«Eu não sei tudo o que aí possa vir, mas, seja o que for, irei ao seu encontro a rir.
Não há desatino de besta na Terra que não seja infinitamente ultrapassado
pela loucura do Homem»
(Moby Dick, Herman Melville, 1851)
Mais uma porta renovada em Cascais; mais um trabalho do graffiter Belém que, desta vez, nos recorda o escritor norte-americano Herman Melville (1819-1891) e o seu livro mais conhecido Moby Dick (1851). E, de novo, volta-se a falar deles a propósito da mais recente adaptação cinematográfica No Coração do Mar, de Ron Howard, com estreia, em Portugal, a 10 de Dezembro. A história conta as aventuras do experiente marinheiro Ismael que embarca no Essex, comandado (mal) por Ahab e que, no Pacífico, trava uma obsessiva perseguição à “besta” (uma gigantesca baleia branca), responsável, anos antes, pela perda de uma perna do capitão. O cetáceo, ainda que ferido, acaba por afundar o navio.
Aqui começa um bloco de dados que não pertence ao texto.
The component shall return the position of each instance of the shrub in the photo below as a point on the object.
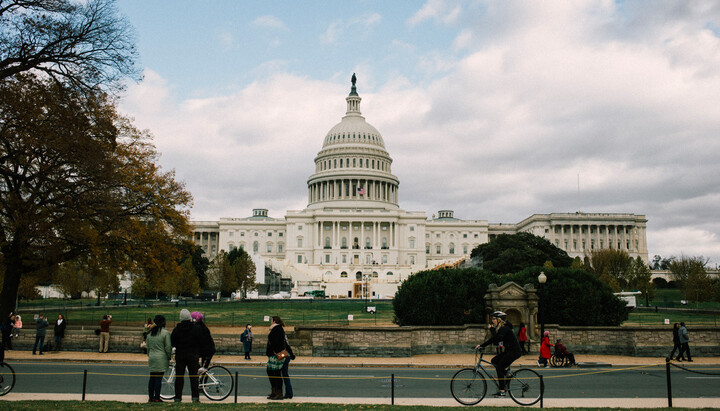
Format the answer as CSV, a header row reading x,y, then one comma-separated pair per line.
x,y
443,297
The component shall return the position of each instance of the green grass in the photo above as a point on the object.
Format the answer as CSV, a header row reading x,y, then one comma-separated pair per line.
x,y
114,405
234,313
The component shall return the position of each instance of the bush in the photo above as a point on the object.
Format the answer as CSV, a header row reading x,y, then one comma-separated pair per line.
x,y
574,297
443,297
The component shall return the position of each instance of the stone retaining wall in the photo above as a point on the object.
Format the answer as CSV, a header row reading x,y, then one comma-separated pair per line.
x,y
328,341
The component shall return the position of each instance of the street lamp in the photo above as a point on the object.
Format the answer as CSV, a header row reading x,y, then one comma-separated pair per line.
x,y
542,278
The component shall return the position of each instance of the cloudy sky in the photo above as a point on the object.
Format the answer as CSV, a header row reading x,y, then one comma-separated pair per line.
x,y
497,110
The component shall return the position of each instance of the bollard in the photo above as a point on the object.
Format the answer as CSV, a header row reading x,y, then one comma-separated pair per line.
x,y
84,383
392,389
235,387
667,372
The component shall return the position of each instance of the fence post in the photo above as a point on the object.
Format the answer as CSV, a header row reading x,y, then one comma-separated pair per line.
x,y
392,389
84,383
235,387
667,373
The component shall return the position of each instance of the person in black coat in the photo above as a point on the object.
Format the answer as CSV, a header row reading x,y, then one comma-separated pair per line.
x,y
276,343
186,340
502,331
59,331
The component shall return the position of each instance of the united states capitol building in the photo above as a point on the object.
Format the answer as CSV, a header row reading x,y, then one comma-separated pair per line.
x,y
353,240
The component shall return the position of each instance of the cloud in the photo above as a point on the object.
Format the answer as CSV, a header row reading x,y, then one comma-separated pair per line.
x,y
269,21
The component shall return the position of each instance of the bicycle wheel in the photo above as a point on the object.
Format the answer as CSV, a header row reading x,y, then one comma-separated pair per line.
x,y
167,391
557,360
216,383
525,387
468,387
7,378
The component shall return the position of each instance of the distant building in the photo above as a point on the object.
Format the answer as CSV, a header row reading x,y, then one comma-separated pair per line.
x,y
353,240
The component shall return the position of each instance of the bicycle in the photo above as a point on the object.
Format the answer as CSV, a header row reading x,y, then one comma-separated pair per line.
x,y
7,378
215,382
469,386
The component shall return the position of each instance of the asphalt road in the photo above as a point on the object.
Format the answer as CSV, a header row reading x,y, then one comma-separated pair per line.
x,y
617,382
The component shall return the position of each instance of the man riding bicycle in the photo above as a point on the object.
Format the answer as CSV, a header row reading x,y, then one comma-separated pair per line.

Esse tipo de luta levou praticamente à extinção das baleias. A irracionalidade humana parece desmesurada quando a ambição, o lucro ou a vingança pautam os actos dos homens. Também os portugueses, em particular os açorianos, andaram envolvidos em semelhantes aventuras até 1985. Desses tempos, resta-nos alguma toponímia e um bonito museu na ilha do Pico. Mas quando pensávamos que se tinha fechado esse ciclo, eis que os japoneses anunciam a retoma da caça às baleias… “para fins científicos” !?
A experiência marítima de Herman Melville, inclusive como baleeiro, levou-o até aos Mares do Sul. Daí resultou a sua primeira obra Taipi (1846). Difícil de catalogar, em termos de género, pois balança entre o romance, a literatura de viagens e a etnografia (dos Kanaka, Ilhas Marquesas). Curiosamente, foi a componente antropológica do livro que dificultou a sua publicação: rejeitada pela nova iorquina Harper & Brothers, acabou editado em Inglaterra, mas, para isso, Melville teve que lhe acrescentar alguns capítulos (em especial a “história de Toby”, seu companheiro de aventura naquelas longínquas terras) para mostrar a veracidade dos seus relatos.
Há uma edição portuguesa (Teorema / colecção “outras estórias”, 2001, com 33 capítulos, repartidos por 291 páginas). Na altura, Filomena Naves, numa breve recensão no Diário de Notícias, 10/11/01, p. 35, escreveu: «este livro ousa a originalidade de uma lição de antropologia e de humanismo, revelada a uma sociedade europeia novecentista, cheia de si própria». O texto de Melville está repleto desses contrapontos culturais: «Ali está um bando de crianças brincando juntas o dia inteiro, sem zangas, sem conflitos entre si. O mesmo número delas na nossa terra não poderiam brincar juntas nem uma hora sem se morderem ou arranharem umas às outras. Acolá, pode-se ver um grupo de raparigas, que não andam cheias de inveja pelos mútuos encantos, nem demonstram a ridícula afectação da gente fina, nem andam de corpetes de barbas artificiais, como autómatos, antes se movem livremente, sem alegria artificiais, sem constrangimento.» (p. 143) Enfim, uma cultura apolínea, usando o conceito de Nietzsche adoptado por Ruth Benedict em Padrões de Cultura, 1934. Ali «tudo é riso, gozo e excelente humor.»
PS: Num mês em que se noticiou a morte trágica de três graffiters colhidos pelo inter-regional na Linha de Guimarães (apeadeiro de Águas Santas) importa (re)ler o texto pioneiro, em Portugal, sobre a prática artística destes jovens: Filomena Marques, Rosa Almeida, Pedro Antunes “Traços falantes (A cultura dos jovens graffiters)” in José Machado Pais (coord) (1999) Traços e Riscos – uma abordagem qualitativa a modos de vida juvenis. Porto: Ambar. Arriscar, ousar, afoitar-se, correr perigos são comportamentos indissociáveis de uma certa juventude de “artistas de rua”. Também aqui, o Muraliza - Festival de Arte Mural, procura a diferença: a criatividade através do graffiti expressa-se de forma legal e segura.